Ich bin noch in der Sondierungsphase, die Sirius hat es mir angetan. Daher ein paar Fragen: Die Sirius wirkt recht stäbig = behäbig? Aus den Tests klingt hervor, dass sie besser segelt als erwartet, aber was ist Deine Erfahrung? Wie kommt man bei Leichtwind voran? Wie ist das Verhalten bei Starkwind? Wie hat sich der Twinkiel bewährt?
Was würdest Du heute bei der Konfiguration des Bootes anders machen, was hat sich nicht bewährt und was ist in jedem Fall zu empfehlen? Bietet die 310er für 2×2 Personen ausreichend Lebensraum, oder sollte ich da schon eher an die 35er denken (mal ganz losgelöst von Preisüberlegungen)?
Gruß und Dank
Jo.
Okay, auf geht’s:
Segeleigenschaften einer Leibesfülligen: Ja, die 310 DS bringt einiges auf die Waage – 7,2 Tonnen Leergewicht, um genau zu sein. Das ist für ein Schiff von unter 10 Metern Länge viel. Ungewöhnlich viel. Andere in dieser Größenklasse wiegen die Hälfte. Was heißt das für die Segeleigenschaften? Ganz klar, sie beschleunigt deutlich langsamer als eine „normale“ 10-Meter-Yacht, setzt also Böen viel langsamer in speed um. Sie kommt bei wenig Wind langsamer in die Pötte. Gegenmaßnahme: 3 Vorsegel. Und das hat sich sehr bewährt! Bei Leichtwind unter 10 oder 12 Knoten darf der Code-0 aus dem Segelsack, der übrigens durchaus auch für eine Höhe am scheinbaren Wind von rund 50° gut ist. Aber halt auch mit „Rückenwind“ funktioniert. Der Code-0 ist nicht permanent angeschlagen, wird aufgerollt geborgen und als „Schlange“ in den Segelsack gepackt. Bedient wird er mit einer Endlosrollanlage. Die Genua kommt bei Kursen hoch am Wind und/oder bis so ca. 16-18 Knoten ungerefft zum Einsatz. Darüber hinaus die Selbstwende-Fock.

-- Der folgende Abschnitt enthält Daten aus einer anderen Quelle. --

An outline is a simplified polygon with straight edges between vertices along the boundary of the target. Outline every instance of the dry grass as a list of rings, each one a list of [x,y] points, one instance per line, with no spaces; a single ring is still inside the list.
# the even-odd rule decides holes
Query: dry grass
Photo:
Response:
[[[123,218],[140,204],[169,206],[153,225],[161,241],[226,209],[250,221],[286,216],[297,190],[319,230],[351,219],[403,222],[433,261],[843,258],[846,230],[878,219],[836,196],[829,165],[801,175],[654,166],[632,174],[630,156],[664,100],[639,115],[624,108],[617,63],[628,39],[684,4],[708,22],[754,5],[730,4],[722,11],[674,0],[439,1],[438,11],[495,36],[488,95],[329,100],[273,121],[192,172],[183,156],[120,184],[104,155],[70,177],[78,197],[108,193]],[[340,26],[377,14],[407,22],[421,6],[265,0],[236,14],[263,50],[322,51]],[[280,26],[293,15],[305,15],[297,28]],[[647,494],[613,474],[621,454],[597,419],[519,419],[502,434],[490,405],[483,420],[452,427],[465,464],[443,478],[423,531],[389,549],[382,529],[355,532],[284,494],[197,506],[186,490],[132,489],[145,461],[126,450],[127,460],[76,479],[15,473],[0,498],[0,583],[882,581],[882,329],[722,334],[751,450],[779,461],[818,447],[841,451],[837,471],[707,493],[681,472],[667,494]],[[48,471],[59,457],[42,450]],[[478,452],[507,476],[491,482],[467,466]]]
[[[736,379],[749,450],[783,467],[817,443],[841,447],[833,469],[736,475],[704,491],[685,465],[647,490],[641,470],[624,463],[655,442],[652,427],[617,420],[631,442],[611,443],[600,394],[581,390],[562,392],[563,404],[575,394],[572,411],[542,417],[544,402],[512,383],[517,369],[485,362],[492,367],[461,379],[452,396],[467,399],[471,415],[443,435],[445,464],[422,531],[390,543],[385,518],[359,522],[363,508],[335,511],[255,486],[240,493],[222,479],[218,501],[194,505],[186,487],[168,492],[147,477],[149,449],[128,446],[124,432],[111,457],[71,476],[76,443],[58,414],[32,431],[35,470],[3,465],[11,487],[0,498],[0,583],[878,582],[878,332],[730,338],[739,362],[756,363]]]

Andererseits habe ich noch keines der Vorsegel je gerefft, also nur teilentrollt. Das – da bin ich mir sehr sicher – wird eines guten Tages über die Lebensdauer der Tücher entscheiden. Der Nachteil dieser Konfiguration ist, dass das jeweils vorderste Vorsegel vor der Wende erst ein- und danach auf dem neuen Bug wieder ausgerollt werden muss. So what! Mit den Rollanlagen sehe ich das als sportliche Übung. Und bei strammen Kreuzkursen nehme ich vorn vornherein gleich die SW-Fock.
Übrigens sind mir die Seeeigenschaften noch wichtiger als die Segeleigenschaften. Und da leistet die Sirus Großes, man kann es nicht anders sagen. Durch das hohe Gewicht, die Bugform und die des Vorfußes gibt es kein Knallen unter dem Rumpf, wie ich es in Charterjahren so oft bei den üblichen Schiffen erlebt habe. Sanftes Einsetzen auch in die üble, hackige Ijsselmeerwelle, auch bei über 35 Knoten Wind und einer Wellenhöhe von anderthalb bis zwei Metern.
Leichtwind: Keine Frage, bei gaaaanz leichtem Wind von unter 5 oder 6 Knoten fahren mir vergleichbare Schiffe auf und davon. Da kann ich Code-Zeros setzen so viel ich will. Dann bin ich der Looser. Ich halte das aus.
Starkwind: Erinnert mich an einen Törn von Lemmer über Stavoren nach Warns, also außen herum, den ich bewusst bei Windstärken von über 35 Knoten (8 Bft.) gemacht habe. Ich hätte auch binnen durchgehen können, wollte es aber wissen. Der Wind kam halb bis achterlich, und ich habe mich für die Selbstwende-Fock entschieden. NUR für die Fock, kein Groß! Ging tadellos, ich hatte nie ein unsicheres Gefühl. Die Welle war extrem. Kopfsteinpflaster aus Hinkelsteinen auf dem Ijsselmeer, aber Rüm Hart stemmte sich da durch wie das Messer durch die Sahnetorte (wie komm ich da jetzt drauf? …). Allerdings mit ein bisschen Luvgierigkeit, mit der der Autopilot aber gut fertig wurde. Ich denke das nächste Mal nehme ich nur das zweifach gereffte Groß ohne Vorsegel.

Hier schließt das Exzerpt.